You smile at me, bringing me close and kissing me so lovingly I feel myself again. “I love you,” you whisper to me again.
I kiss you, sliding myself between your thighs and pushing deep inside you. You whimper and moan, gripping tight onto me as I feel you stretch to take all of me inside. You’re tight and warm and I begin to melt for you. You hold fast to me, moaning and grunting as I move slowly, watching your body, your face. I want to take in as much of you as I can. I touch every inch of your skin, worshipping it as my prayers come out as shuddered breaths.
You begin to cry out, your body shaking, thighs tightening around me as I move faster, harder. I’m snarling and grunting, burying my face into your breast as I feel myself begin to come undone. You’re making me an animal again and I am no longer afraid.
My release makes you tremble, your back arching off the floor as I let loose a monstrous howl. I feel as if my soul has left my body. Perhaps this is how all those others felt before when I took what I needed. You have taken from me and I can feel it…no…I gave it willingly to you.
You hold me as I fall, your panting in my ear sweeter than any hymn. You run your fingers through my hair and along the nape of my neck.
“…too-” I moan as I brace myself up and look down at you. “I love you too.”
“I know,” you smile, meeting my kiss.
The doors to the chapel open and I hear voices. I quickly grab you up and lock us in my room.
“My clothes,” you whisper.
I flinch and open the door, peering out I see your clothes laying there, somewhat ripped and tousled. I manage to grab them just as people are walking into the back. I huff and you just giggle, covering your mouth so you aren’t heard.
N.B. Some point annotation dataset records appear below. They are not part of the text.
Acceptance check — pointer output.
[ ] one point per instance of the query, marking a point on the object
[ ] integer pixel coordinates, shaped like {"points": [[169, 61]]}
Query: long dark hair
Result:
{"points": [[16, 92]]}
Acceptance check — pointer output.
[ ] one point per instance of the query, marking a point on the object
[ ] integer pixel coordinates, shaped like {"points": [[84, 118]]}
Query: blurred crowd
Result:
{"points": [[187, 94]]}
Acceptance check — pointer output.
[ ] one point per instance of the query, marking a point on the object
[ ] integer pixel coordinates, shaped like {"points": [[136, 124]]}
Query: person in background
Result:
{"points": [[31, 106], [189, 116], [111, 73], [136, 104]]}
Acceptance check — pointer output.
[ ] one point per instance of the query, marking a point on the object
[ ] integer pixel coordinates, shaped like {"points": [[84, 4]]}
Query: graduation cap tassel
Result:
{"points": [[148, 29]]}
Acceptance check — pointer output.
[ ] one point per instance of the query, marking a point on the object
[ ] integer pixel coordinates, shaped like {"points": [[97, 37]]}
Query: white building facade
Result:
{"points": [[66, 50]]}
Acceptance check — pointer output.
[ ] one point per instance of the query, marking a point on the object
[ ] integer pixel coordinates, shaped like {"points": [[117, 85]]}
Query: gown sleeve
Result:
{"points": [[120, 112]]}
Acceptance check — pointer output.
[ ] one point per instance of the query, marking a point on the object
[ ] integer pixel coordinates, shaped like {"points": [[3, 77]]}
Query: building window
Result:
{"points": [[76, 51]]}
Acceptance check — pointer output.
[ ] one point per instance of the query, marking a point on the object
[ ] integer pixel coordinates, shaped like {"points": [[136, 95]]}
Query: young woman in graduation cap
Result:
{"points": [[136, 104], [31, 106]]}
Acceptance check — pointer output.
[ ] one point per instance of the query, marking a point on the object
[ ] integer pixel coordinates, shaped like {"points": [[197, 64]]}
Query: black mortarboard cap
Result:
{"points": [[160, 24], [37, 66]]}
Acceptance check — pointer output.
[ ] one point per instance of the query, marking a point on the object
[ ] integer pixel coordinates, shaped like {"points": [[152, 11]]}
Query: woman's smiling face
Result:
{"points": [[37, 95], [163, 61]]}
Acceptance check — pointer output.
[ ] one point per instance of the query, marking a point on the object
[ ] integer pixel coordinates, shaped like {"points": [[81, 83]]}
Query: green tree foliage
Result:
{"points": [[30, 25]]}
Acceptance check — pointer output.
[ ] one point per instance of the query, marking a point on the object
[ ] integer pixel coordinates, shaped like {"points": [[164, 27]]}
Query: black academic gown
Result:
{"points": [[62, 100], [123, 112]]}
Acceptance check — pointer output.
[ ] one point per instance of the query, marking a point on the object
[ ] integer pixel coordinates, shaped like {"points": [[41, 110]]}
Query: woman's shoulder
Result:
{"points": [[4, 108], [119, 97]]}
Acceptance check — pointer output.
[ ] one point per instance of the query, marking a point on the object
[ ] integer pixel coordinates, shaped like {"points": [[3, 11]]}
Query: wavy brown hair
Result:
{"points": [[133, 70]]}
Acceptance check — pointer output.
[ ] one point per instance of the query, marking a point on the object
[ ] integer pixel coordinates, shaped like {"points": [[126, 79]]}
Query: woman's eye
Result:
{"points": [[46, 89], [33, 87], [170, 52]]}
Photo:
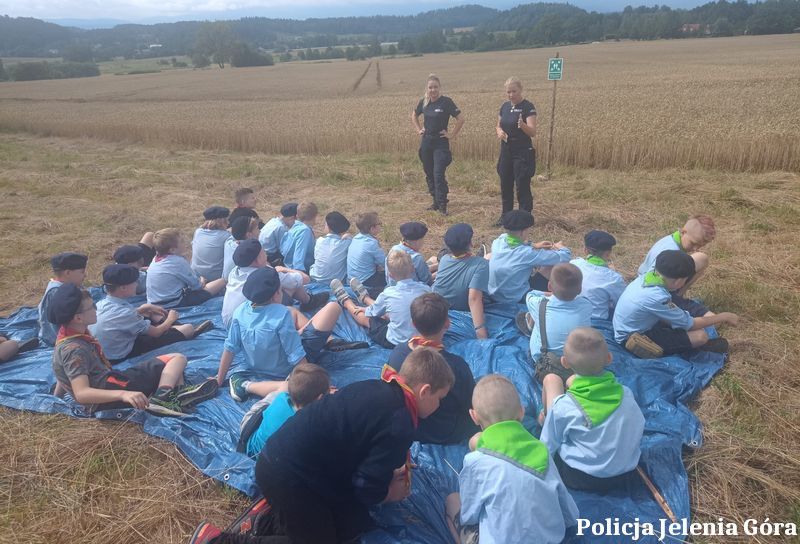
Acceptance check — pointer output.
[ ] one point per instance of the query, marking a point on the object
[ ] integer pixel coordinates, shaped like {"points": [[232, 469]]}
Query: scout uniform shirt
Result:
{"points": [[601, 285], [596, 427]]}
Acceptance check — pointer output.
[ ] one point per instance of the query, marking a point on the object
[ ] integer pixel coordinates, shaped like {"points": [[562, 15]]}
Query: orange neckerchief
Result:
{"points": [[389, 375], [421, 341], [65, 333]]}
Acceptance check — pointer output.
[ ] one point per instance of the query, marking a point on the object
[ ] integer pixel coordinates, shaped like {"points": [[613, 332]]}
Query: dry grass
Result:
{"points": [[63, 480], [728, 104]]}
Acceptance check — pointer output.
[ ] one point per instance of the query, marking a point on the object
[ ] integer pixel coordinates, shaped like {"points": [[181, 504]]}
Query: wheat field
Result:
{"points": [[728, 104]]}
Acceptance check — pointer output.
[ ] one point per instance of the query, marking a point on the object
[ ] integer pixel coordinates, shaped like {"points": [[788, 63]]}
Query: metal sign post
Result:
{"points": [[555, 69]]}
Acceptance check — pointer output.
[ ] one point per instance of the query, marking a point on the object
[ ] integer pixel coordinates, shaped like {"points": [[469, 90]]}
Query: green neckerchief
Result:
{"points": [[509, 440], [513, 241], [598, 396], [595, 260], [653, 278]]}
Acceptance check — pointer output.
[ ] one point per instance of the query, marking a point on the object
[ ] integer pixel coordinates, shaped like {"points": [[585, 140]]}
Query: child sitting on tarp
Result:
{"points": [[648, 322], [593, 431], [509, 489], [450, 424], [307, 383], [339, 456]]}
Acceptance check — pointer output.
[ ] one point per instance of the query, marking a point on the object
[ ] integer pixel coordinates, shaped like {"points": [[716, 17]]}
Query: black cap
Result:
{"points": [[64, 303], [599, 240], [675, 264], [413, 230], [517, 220], [240, 226], [337, 222], [128, 254], [120, 274], [261, 285], [289, 209], [246, 252], [69, 261], [216, 212], [458, 237]]}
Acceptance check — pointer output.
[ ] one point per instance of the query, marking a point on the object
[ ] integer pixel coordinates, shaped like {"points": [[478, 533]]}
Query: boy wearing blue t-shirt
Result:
{"points": [[307, 383], [509, 489], [593, 431], [513, 261]]}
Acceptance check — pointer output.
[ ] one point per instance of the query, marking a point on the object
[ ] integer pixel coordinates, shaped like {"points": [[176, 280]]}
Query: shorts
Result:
{"points": [[581, 481], [672, 341], [378, 327], [551, 365], [148, 253], [314, 342], [194, 297]]}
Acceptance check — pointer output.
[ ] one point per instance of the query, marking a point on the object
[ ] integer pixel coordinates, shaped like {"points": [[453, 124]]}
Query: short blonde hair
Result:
{"points": [[307, 211], [586, 351], [399, 265], [495, 399], [166, 240], [427, 366]]}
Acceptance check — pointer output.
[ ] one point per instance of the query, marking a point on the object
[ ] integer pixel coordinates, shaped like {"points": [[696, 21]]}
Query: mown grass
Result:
{"points": [[98, 482]]}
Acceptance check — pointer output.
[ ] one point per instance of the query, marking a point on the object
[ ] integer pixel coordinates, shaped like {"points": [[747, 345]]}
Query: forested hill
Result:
{"points": [[469, 27]]}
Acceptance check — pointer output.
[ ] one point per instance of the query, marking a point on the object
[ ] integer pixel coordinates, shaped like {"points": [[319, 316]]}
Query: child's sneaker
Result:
{"points": [[238, 390], [338, 291], [315, 302], [643, 347], [191, 394], [205, 533], [359, 289]]}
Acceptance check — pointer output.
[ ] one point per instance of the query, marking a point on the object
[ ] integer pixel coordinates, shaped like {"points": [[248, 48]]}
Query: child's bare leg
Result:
{"points": [[172, 374], [262, 389], [214, 287], [452, 509], [8, 349]]}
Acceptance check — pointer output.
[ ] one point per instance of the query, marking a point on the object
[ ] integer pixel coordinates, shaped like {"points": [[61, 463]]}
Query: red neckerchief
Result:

“Are you here?” They ask, knocking on the door. “I swear I heard voices.”
“He has a life outside this church.”
“Yes, but have you actually ever seen him-”
“I’m here, I’m just getting dressed. If you need me I’ll be in my office in an hour.” I hear them scoff and scuttle away. Turning to you you’re smirking up at me.
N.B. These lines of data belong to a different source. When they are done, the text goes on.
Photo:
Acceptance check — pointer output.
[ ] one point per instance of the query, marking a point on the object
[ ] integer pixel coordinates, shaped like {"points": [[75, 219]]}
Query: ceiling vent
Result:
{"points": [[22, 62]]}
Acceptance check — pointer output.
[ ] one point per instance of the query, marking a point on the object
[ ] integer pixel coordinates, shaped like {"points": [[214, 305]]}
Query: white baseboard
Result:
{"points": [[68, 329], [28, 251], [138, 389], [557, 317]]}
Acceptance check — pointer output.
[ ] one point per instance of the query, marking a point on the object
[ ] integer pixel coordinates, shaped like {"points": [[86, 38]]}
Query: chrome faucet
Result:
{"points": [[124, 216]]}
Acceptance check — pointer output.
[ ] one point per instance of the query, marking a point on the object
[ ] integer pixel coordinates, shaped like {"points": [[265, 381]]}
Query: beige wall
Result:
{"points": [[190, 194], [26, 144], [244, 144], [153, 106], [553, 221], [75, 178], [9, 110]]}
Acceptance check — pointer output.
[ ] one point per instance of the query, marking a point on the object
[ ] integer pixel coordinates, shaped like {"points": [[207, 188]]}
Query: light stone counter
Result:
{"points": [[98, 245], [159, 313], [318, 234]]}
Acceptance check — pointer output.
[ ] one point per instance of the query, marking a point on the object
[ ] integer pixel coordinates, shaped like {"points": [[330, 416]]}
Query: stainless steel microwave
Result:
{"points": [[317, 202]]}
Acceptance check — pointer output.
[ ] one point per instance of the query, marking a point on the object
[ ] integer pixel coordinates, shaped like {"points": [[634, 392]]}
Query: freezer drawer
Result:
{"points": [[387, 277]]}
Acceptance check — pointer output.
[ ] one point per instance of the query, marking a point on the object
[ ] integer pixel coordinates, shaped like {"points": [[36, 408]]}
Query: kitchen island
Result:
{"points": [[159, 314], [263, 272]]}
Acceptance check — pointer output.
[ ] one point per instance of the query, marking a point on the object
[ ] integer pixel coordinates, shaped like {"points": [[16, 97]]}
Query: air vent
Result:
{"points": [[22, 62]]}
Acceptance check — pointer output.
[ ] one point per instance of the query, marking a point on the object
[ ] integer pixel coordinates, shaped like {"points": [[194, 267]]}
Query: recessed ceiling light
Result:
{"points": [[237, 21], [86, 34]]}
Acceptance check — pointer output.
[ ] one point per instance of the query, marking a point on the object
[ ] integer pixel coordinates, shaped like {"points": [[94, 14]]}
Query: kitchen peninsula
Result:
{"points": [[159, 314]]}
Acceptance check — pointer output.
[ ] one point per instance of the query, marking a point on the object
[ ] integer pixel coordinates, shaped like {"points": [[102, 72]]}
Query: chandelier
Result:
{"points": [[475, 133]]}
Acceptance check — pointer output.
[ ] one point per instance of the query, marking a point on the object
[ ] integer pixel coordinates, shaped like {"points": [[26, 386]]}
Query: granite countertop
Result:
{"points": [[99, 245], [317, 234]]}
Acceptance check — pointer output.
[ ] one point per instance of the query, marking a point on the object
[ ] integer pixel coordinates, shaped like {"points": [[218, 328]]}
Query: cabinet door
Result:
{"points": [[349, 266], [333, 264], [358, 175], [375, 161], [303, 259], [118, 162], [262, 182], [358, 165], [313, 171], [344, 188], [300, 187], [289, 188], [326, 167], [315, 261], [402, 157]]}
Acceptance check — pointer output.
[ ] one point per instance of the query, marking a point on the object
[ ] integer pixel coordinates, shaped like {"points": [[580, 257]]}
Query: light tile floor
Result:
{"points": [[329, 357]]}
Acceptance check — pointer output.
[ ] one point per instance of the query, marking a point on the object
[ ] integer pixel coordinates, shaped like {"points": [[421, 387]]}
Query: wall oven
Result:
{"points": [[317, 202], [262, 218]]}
“Be silent,” I huff as I kiss your cheek, slowly reapplying my human appearance.
“You’re beautiful no matter what face you wear,” you say as I become fully transformed.
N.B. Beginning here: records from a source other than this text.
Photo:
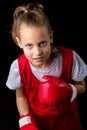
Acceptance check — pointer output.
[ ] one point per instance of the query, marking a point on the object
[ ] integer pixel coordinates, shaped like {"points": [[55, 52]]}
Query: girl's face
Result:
{"points": [[36, 45]]}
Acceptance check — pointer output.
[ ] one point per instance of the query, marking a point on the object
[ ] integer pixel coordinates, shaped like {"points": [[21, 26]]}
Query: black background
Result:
{"points": [[68, 21]]}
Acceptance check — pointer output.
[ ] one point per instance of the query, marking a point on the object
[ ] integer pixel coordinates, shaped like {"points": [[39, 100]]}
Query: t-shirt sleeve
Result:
{"points": [[14, 80], [79, 70]]}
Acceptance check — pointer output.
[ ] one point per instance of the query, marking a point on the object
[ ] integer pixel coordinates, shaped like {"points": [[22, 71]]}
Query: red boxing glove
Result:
{"points": [[26, 123], [55, 90]]}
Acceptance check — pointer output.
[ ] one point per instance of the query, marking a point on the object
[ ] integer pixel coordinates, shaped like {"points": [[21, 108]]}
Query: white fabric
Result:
{"points": [[24, 121], [79, 71], [74, 94]]}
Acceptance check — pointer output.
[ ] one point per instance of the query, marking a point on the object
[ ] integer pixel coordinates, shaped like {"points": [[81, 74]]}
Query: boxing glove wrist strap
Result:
{"points": [[74, 94], [24, 120]]}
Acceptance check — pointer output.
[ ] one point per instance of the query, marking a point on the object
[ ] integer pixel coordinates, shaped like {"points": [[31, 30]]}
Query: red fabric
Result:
{"points": [[29, 127], [62, 116], [54, 91]]}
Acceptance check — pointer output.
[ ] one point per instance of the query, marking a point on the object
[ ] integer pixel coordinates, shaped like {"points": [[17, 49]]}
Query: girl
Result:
{"points": [[47, 79]]}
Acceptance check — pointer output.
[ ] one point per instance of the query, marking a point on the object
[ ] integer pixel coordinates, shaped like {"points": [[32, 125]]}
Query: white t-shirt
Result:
{"points": [[79, 71]]}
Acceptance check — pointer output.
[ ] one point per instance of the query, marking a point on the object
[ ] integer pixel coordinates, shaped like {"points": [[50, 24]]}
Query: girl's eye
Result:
{"points": [[29, 46], [44, 43]]}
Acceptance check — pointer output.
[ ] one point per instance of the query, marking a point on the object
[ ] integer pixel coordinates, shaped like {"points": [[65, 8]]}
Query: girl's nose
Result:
{"points": [[37, 51]]}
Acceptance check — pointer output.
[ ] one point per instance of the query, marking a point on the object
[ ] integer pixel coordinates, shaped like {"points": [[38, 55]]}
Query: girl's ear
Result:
{"points": [[18, 42], [51, 37]]}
“What?” I feel my face heat up from the tips of my ears to the base of my neck.
“You’re beautiful,” you reply. “No matter what face you wear.” You kiss me again and it takes all my strength to keep from mounting you again.
“Not nearly as lovely as you,” I whisper into your ear.
You smile at me shyly, your cheeks blooming again. “I…well…I highly doubt that! I only have this one ordinary face, you’ve got two, possibly countless, works of art under your hat.”
I chuckle and kiss your cheek, nipping playfully. “I don’t see how you could like my other face enough to call it beautiful. You should be terrified.”
“It’s you,” you murmur sweetly, “and I love everything about you. To me, the real you is as breathtaking as the first time I met you.”
My heart feels so full it could burst, “I love you too,” I touch your face, brushing the hair from in front of your eyes. “Thank you,” I whisper, pressing our foreheads together. “For loving all of me.”